Re: [PATCH][RFC] printk: make pr_cont buffer per-cpu

From: Petr Mladek
Date: Thu Aug 25 2016 - 18:14:37 EST


On Wed 2016-08-24 23:27:29, Sergey Senozhatsky wrote:
> On (08/24/16 10:19), Petr Mladek wrote:
> > > On (08/23/16 13:47), Petr Mladek wrote:
> > > [..]
> > > > > if (!(lflags & LOG_NEWLINE)) {
> > > > > + if (!this_cpu_read(cont_printing)) {
> > > > > + if (system_state == SYSTEM_RUNNING) {
> > > > > + this_cpu_write(cont_printing, true);
> > > > > + preempt_disable();
> > > > > + }
> > > > > + }
> > > >
> > > > I am afraid that this is not acceptable. It means that printk() will have
> > > > an unexpected side effect. The missing "\n" at the end of a printed
> > > > string would disable preemption. See below for more.
> > >
> > > missing '\n' must WARN about "sched while atomic" eventually, so it
> > > shouldn't go unnoticed or stay hidden.
> >
> > Well, it will still force people to rebuilt a test kernel because they
> > forget to use '\n" and the test kernel is unusable.
>
> you are right. misusage of printk() will now force user to go and fix
> it. the kernel most likely will be rebuilt anyway - there is a missing
> \n after all.

It is not a big problem for the final build. But it is a problem when adding
temporary debugging messages. They will get removed anyway. But people
will hate that some debugging builds are unusable just because of
a missing "\n".

> and rebuild here is pretty much incremental because basically
> only one line is getting updated (missing `\n' in printk() message). so
> it's like 15 seconds, perhaps.

This is not completely true. Sometimes the developer is not able to
test it hemself and need to send a patched kernel with some debug
messages to the customer. The turnaround might be hours or even days.

Also we have a build service for building packages here at SUSE.
It uses rather powerful machines. If we need to do testing on
some less powerfull machine, it is sometimes faster to build
the package by the build service. Sometimes it is the only
possibility if the test machine does not have enought disk
or memory. The point is that the build service always does
clean build and the turnaround takes minutes.

Not to say that the missing newline might be in an error path
that is hard to test and might appear even in the released build.

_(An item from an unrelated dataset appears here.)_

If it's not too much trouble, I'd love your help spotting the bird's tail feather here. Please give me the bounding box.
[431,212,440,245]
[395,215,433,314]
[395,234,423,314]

> > IMHO, the connection between '\n' and preemption is not
> > intuitive and hard to spot. We should do our best to avoid it.
>
> yes. what can be done is a simple hint -- we are in preempt disabled
> path when we report `sched while atomic', so it's safe to check if
> this_cpu(cont).len != 0 and if it is then additionally report:
> "incomplete cont line".
>
> in normal life no one _probably_ would see the change. well, I saw broken
> backtraces on my laptop before, but didn't consider it to be important.
> for the last two days the problem is not theoretical anymore on my side,
> as now I'm looking at actual pr_cont()-related bug report [internal].
> I'm truing to move the whole thing into 'don't use the cont lines' direction;
> there is a mix of numerous pr_cont() calls & missing new-lines [internal code].
> the kernel, unfortunately, IMHO, was too nice in the latter case, flushing
> incomplete cont buffer with LOG_NEWLINE. so many of those `accidental' cont
> lines went unnoticed.
>
> this "don't use the cont lines" is actually a bit tricky and doesn't
> look so solid. there is a need for cont lines, and the kernel has cont
> printk... but it's sort of broken, so people have to kinda work-around
> it. not the best example, but still (arch/arm64/kernel/traps.c)
>
> static void __dump_instr(const char *lvl, struct pt_regs *regs)
> {
> unsigned long addr = instruction_pointer(regs);
> char str[sizeof("00000000 ") * 5 + 2 + 1], *p = str;
> int i;
>
> for (i = -4; i < 1; i++) {
> unsigned int val, bad;
>
> bad = __get_user(val, &((u32 *)addr)[i]);
>
> if (!bad)
> p += sprintf(p, i == 0 ? "(%08x) " : "%08x ", val);
> else {
> p += sprintf(p, "bad PC value");
> break;
> }
> }
> printk("%sCode: %s\n", lvl, str);
> }
>
> which is fine, but getting a bit boring once you have more than,
> let's say, 20 function that want to do cont output.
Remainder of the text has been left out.